Manipulating Embeddings of Stable Diffusion Prompts
Niklas Deckers, Julia Peters, Martin Potthast
TL;DR
The paper addresses the challenge of controlling image outputs in text-to-image generation by moving from prompt rewriting to direct manipulation of the prompt embedding $\mathcal{C}=\psi(\mathcal{P})$. It introduces gradient-based embedding optimization and three interaction tools that guide the embedding via a metric in image space, a near-embedding navigation, or seed-aware reconstruction, without updating model weights. Key contributions include the formal problem $\mathcal{C}^* = \underset{\mathcal{C}}{\mathrm{arg\,min}}\; m(\mathrm{LDM}(\mathcal{C}))$, the three practical methods, and a user study showing reduced tedium and user preference for results.
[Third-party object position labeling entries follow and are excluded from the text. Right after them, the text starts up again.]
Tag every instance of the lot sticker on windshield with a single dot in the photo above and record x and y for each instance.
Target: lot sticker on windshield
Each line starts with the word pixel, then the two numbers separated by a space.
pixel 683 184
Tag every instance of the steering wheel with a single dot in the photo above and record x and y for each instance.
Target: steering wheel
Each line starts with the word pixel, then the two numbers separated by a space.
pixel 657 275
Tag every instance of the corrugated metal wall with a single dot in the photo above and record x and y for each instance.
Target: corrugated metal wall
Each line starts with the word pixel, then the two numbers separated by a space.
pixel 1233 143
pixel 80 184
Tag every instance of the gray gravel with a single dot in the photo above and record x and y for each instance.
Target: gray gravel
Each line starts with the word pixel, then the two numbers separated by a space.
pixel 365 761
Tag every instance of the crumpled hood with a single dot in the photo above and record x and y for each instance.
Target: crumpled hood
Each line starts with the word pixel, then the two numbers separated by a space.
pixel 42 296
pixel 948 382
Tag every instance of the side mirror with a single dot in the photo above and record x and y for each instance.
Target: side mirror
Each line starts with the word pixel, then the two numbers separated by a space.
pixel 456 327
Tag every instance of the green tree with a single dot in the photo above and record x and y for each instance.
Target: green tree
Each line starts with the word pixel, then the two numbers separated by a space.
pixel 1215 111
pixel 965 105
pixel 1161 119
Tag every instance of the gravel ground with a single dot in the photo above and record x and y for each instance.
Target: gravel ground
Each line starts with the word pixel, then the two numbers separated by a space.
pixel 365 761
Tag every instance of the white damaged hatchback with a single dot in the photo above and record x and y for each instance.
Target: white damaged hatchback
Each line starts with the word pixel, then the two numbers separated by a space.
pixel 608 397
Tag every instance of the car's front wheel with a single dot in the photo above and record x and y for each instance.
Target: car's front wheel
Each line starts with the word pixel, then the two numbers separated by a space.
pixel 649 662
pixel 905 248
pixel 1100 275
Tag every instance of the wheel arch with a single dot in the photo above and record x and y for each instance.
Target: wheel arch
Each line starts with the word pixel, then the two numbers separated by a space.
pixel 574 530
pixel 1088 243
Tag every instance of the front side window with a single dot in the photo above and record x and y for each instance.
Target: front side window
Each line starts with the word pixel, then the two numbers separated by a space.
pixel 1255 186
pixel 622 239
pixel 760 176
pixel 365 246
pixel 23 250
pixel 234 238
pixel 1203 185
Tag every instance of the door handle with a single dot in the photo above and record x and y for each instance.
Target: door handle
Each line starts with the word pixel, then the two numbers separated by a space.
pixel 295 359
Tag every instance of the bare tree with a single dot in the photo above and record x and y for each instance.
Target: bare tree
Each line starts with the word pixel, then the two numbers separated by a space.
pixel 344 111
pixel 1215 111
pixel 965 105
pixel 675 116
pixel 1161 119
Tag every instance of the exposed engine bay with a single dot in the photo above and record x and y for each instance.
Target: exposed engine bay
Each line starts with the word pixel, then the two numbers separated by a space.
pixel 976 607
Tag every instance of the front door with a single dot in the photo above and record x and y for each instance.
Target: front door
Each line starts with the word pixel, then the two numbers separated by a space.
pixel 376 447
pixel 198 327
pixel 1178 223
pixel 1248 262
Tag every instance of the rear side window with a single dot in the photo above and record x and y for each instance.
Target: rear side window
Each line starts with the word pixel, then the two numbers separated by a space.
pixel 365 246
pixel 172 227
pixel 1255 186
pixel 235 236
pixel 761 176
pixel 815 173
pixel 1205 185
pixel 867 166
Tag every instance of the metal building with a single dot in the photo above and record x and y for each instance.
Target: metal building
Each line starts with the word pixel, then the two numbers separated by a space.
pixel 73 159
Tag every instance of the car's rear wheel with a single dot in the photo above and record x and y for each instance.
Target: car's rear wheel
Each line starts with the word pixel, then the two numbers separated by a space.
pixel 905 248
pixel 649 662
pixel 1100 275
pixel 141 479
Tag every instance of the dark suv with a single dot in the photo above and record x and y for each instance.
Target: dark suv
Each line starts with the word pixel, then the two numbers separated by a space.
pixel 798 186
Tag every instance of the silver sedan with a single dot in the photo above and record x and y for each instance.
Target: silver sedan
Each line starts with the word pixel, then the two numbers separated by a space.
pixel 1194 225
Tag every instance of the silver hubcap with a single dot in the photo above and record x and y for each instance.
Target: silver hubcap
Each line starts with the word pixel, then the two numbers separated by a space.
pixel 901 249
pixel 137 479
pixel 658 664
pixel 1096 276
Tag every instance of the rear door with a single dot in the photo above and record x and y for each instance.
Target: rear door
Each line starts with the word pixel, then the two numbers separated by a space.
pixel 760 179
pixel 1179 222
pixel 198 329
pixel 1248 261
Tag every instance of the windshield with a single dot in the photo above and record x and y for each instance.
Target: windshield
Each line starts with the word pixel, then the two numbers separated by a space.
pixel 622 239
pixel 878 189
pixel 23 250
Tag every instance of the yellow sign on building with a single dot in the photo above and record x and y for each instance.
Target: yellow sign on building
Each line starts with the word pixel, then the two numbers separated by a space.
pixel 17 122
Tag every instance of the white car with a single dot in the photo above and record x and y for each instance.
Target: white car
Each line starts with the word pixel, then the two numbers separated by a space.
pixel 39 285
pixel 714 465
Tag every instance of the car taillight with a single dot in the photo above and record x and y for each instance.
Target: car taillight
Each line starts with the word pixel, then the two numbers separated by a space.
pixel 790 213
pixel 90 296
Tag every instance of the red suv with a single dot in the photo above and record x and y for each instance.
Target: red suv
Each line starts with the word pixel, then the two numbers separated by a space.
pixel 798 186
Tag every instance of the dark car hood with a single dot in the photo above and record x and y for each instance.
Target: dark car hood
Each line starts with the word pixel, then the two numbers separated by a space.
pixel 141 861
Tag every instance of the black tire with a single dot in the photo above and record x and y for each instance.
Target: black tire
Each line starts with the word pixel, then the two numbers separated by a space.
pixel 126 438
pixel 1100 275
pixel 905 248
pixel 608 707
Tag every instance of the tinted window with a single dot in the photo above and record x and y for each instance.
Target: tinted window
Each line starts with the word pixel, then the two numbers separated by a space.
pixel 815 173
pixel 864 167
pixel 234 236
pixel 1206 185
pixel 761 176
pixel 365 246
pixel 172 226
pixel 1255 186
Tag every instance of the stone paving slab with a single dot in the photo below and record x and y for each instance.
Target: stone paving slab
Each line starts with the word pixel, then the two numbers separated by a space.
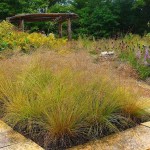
pixel 11 140
pixel 137 138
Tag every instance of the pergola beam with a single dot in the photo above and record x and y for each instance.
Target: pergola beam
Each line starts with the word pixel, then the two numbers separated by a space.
pixel 56 17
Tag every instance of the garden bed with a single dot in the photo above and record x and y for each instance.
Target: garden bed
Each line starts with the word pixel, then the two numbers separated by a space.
pixel 61 101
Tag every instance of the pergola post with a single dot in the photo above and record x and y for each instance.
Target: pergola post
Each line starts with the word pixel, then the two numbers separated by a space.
pixel 21 25
pixel 60 29
pixel 69 29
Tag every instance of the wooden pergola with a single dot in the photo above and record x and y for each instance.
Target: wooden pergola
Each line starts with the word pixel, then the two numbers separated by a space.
pixel 40 17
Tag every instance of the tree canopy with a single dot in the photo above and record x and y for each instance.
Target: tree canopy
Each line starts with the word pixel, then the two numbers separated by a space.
pixel 97 18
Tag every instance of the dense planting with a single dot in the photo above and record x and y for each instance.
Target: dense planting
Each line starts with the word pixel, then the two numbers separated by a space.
pixel 64 100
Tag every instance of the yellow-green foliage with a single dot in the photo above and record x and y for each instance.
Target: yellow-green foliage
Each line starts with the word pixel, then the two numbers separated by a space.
pixel 64 102
pixel 13 39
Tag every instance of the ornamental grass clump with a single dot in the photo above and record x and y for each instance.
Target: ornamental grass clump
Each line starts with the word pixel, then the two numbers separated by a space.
pixel 59 102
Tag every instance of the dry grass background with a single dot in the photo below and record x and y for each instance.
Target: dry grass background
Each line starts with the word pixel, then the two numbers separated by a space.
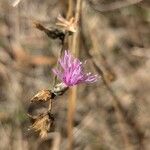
pixel 116 40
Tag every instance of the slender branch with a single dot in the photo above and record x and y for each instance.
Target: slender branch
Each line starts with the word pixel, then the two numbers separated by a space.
pixel 112 6
pixel 73 92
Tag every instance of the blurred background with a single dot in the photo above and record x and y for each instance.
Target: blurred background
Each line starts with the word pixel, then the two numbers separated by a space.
pixel 116 33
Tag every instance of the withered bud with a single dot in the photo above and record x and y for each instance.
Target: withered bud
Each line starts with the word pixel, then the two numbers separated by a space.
pixel 43 124
pixel 42 96
pixel 53 33
pixel 59 89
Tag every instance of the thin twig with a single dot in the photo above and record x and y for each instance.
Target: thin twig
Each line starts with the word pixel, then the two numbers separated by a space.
pixel 73 92
pixel 112 6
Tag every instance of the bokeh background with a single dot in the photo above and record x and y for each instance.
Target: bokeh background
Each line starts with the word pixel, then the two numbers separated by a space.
pixel 117 35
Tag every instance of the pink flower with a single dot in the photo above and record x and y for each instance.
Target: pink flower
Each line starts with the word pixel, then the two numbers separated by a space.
pixel 72 71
The work enables fine-grained, seed-robust or seed-adaptive image generation and opens the possibility of sharing reusable embedding modifiers across prompts and domains.
Abstract
Prompt engineering is still the primary way for users of generative text-to-image models to manipulate generated images in a targeted way. Based on treating the model as a continuous function and by passing gradients between the image space and the prompt embedding space, we propose and analyze a new method to directly manipulate the embedding of a prompt instead of the prompt text. We then derive three practical interaction tools to support users with image generation: (1) Optimization of a metric defined in the image space that measures, for example, the image style. (2) Supporting a user in creative tasks by allowing them to navigate in the image space along a selection of directions of "near" prompt embeddings. (3) Changing the embedding of the prompt to include information that a user has seen in a particular seed but has difficulty describing in the prompt. Compared to prompt engineering, user-driven prompt embedding manipulation enables a more fine-grained, targeted control that integrates a user's intentions. Our user study shows that our methods are considered less tedious and that the resulting images are often preferred.